There isn’t really an IPLANG implementation right now, but its fairly easy to play with in Julia. First, add the required packages, e.g.
julia> Pkg.add("JuMP") # Modeling language
julia> Pkg.add("Cbc") # Integer programming solver
julia> Pkg.clone("https://github.com/johnmyleswhite/Brainfuck.jl") # Brainfuck interpreter
then you can write your IPLANG program using JuMP (manual)
N = 20 # Number of instructions
using JuMP
m = Model()
@defVar(m, x[1:3*N], Bin) # 60 binary variables
@setObjective(m, Max, 5x[1] + 2x[3] ) # ... and so on
@addConstraint(m, x[1] + x[5] <= 1)
# ...
solve(m) # Solve the problem
x_val = getValue(x) # Values will be Float64s - not necessarily exactly 0 and 1
and run it with John Myles White’s Brainfuck.jl (thanks John!):
import Brainfuck
function iplang_to_bf(x)
x = map(int, x)
N = length(x)/3
ops = Int[]
for i = 0:N-1
bits = (x[3i+1], x[3i+2], x[3i+3])
bits == (0,0,0) && push!(ops, Brainfuck.OP1) # > right
bits == (0,0,1) && push!(ops, Brainfuck.OP2) # < left
bits == (0,1,0) && push!(ops, Brainfuck.OP3) # + inc
bits == (0,1,1) && push!(ops, Brainfuck.OP4) # - dec
# Note JMW's order is swapped for next two from IRD's
bits == (1,0,1) && push!(ops, Brainfuck.OP5) # , read
bits == (1,0,0) && push!(ops, Brainfuck.OP6) # . print
bits == (1,1,0) && push!(ops, Brainfuck.OP7) # [ begin
bits == (1,1,1) && push!(ops, Brainfuck.OP8) # ] end
end
Brainfuck.interpret(ops)
end
iplang_to_bf(x_val)
Minimum vertex cover is a classic graph problem. We try to select a minimal subset of the nodes in a graph so that for every edge at least one of the nodes that define it are in the subset. We can model this problem an integer program. The particular graph I constructed has two connected components thus, so does my constraint matrix - so thats a 2 on the connectivity score. The objective is the vector of ones, and changing it by anything than a positive scaling is quite likely to change the solution, so it meets that goal. Finally, I claim this does fairly well on the aesthetic measure, because we are solving a problem on realistic graph but the solution is a program - a non-obvious transformation. Minimal vertex cover is NP-Hard and the LP relaxation is fractional.

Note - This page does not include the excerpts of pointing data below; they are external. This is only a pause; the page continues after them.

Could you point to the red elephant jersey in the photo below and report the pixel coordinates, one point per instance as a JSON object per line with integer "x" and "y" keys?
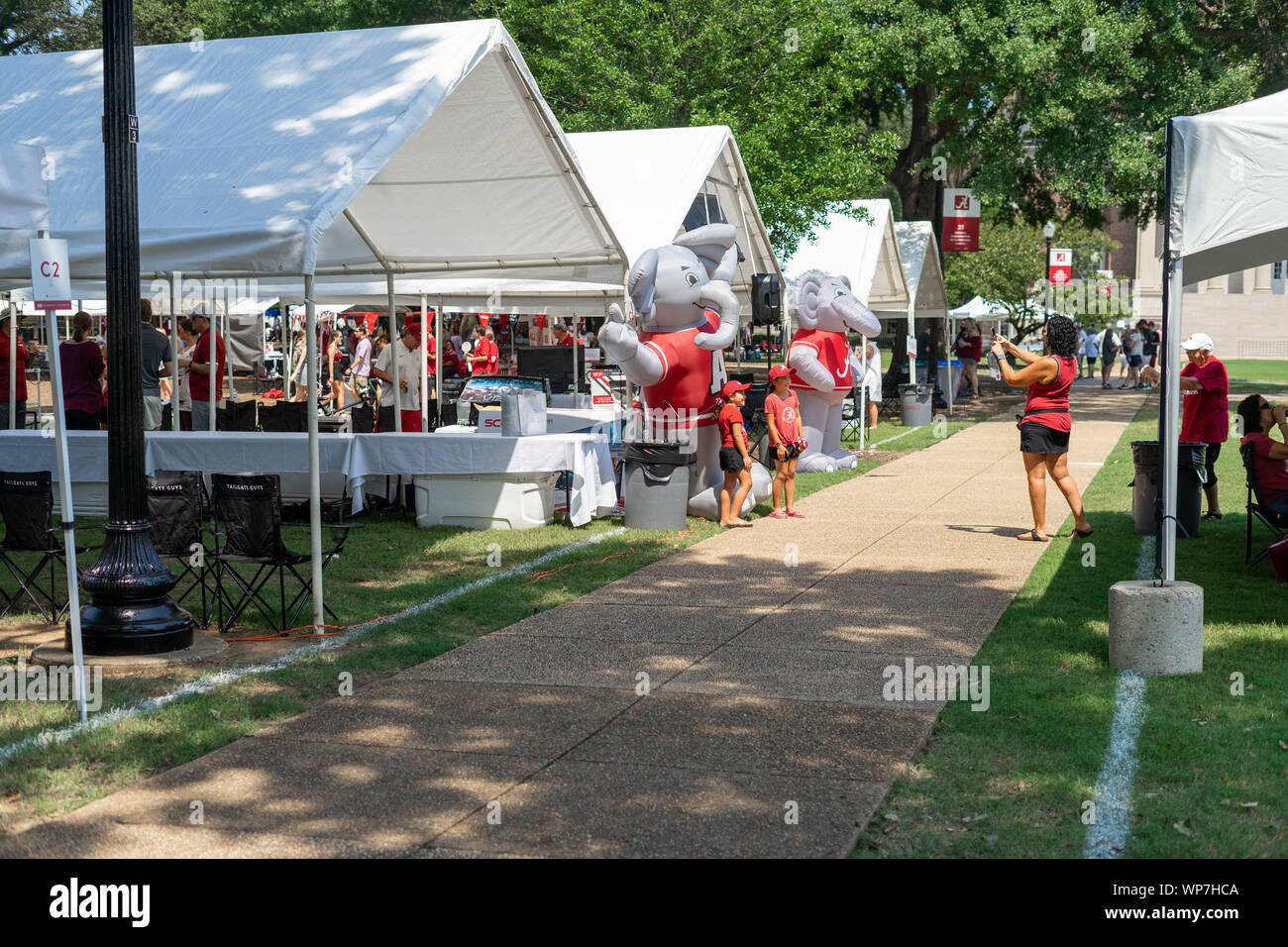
{"x": 833, "y": 352}
{"x": 692, "y": 376}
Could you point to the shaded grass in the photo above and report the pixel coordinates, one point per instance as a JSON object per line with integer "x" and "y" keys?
{"x": 1012, "y": 781}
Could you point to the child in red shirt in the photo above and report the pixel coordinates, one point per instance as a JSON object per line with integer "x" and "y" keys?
{"x": 782, "y": 411}
{"x": 734, "y": 459}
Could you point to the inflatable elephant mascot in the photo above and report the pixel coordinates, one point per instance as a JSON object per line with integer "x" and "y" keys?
{"x": 824, "y": 368}
{"x": 688, "y": 316}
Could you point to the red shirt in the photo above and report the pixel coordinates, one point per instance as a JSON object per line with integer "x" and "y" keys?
{"x": 692, "y": 376}
{"x": 1206, "y": 415}
{"x": 833, "y": 352}
{"x": 1052, "y": 395}
{"x": 1271, "y": 474}
{"x": 20, "y": 379}
{"x": 200, "y": 384}
{"x": 786, "y": 414}
{"x": 729, "y": 416}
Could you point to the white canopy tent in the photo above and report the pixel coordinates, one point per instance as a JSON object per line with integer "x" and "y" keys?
{"x": 419, "y": 149}
{"x": 1227, "y": 210}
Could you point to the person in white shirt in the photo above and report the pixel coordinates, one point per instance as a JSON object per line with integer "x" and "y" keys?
{"x": 411, "y": 367}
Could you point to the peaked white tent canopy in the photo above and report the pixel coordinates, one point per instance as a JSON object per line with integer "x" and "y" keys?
{"x": 360, "y": 151}
{"x": 1227, "y": 210}
{"x": 867, "y": 252}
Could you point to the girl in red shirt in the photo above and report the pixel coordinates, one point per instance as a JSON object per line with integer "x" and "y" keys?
{"x": 734, "y": 459}
{"x": 782, "y": 411}
{"x": 1044, "y": 424}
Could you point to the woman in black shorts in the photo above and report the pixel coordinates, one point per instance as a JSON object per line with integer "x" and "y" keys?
{"x": 1044, "y": 424}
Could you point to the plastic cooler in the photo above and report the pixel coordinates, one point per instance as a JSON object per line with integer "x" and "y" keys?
{"x": 485, "y": 501}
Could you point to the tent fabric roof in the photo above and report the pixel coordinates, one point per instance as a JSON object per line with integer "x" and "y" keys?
{"x": 1229, "y": 200}
{"x": 331, "y": 151}
{"x": 864, "y": 252}
{"x": 24, "y": 189}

The following graph has an optimal vertex cover which produces the same exclamation point program we were been looking at above:
Here is the code, which I created iteratively - which suggests the process could be automated - you could even write an optimization problem to create IPLANG programs!
m = Model()
@defVar(m, x[1:60], Bin)
@setObjective(m, Min, sum(x))
edges = [( 1, 2), ( 2, 3), ( 4, 5), ( 5, 6),
( 7, 8), ( 8, 9), (10,11), (11,12),
(13,14), (14,15), (16,17), (17,18),
(19,20), (20,21), (22,23), (23,24),
(25, 1), (25, 3), (25, 4), (26,35),
(26,27), (26,28), (26,57), (29,26),
(32,30), (32,31), (34,35), (35,36),
(37,38), (38,39), (40,41), (41,42),
(44,45), (45,46), (56,38), (32,51),
(47, 6), (47, 7), (47, 9), (35,32),
(48,10), (48,12), (48,13), (41,56),
(49,15), (49,16), (49,18), (45,46),
(50,19), (50,21), (50,22), (50,43),
(51,52), (51,53), (51,33), (50,58),
(56,54), (56,55), (56,23), (51,45),
(58,59), (58,60), (58,33), (35,11)]
for edge in edges
@addConstraint(m, x[edge[1]] + x[edge[2]] >= 1)
end
solve(m)
iplang_to_bf(getValue(x)) # Defined above
The next steps are to write a tool to take Brainfuck programs and generate IPLANG programs, possibly by making a basic IPLANG program and mutating it. Another approach is pick an IP-solvable problem like the traveling salesman problem or max-cut and creating the graph that will encode the program. Trying to make even the simple program above manually took quite a while!
Finally, let me know if you create an IPLANG program of your own - I’ll add it here.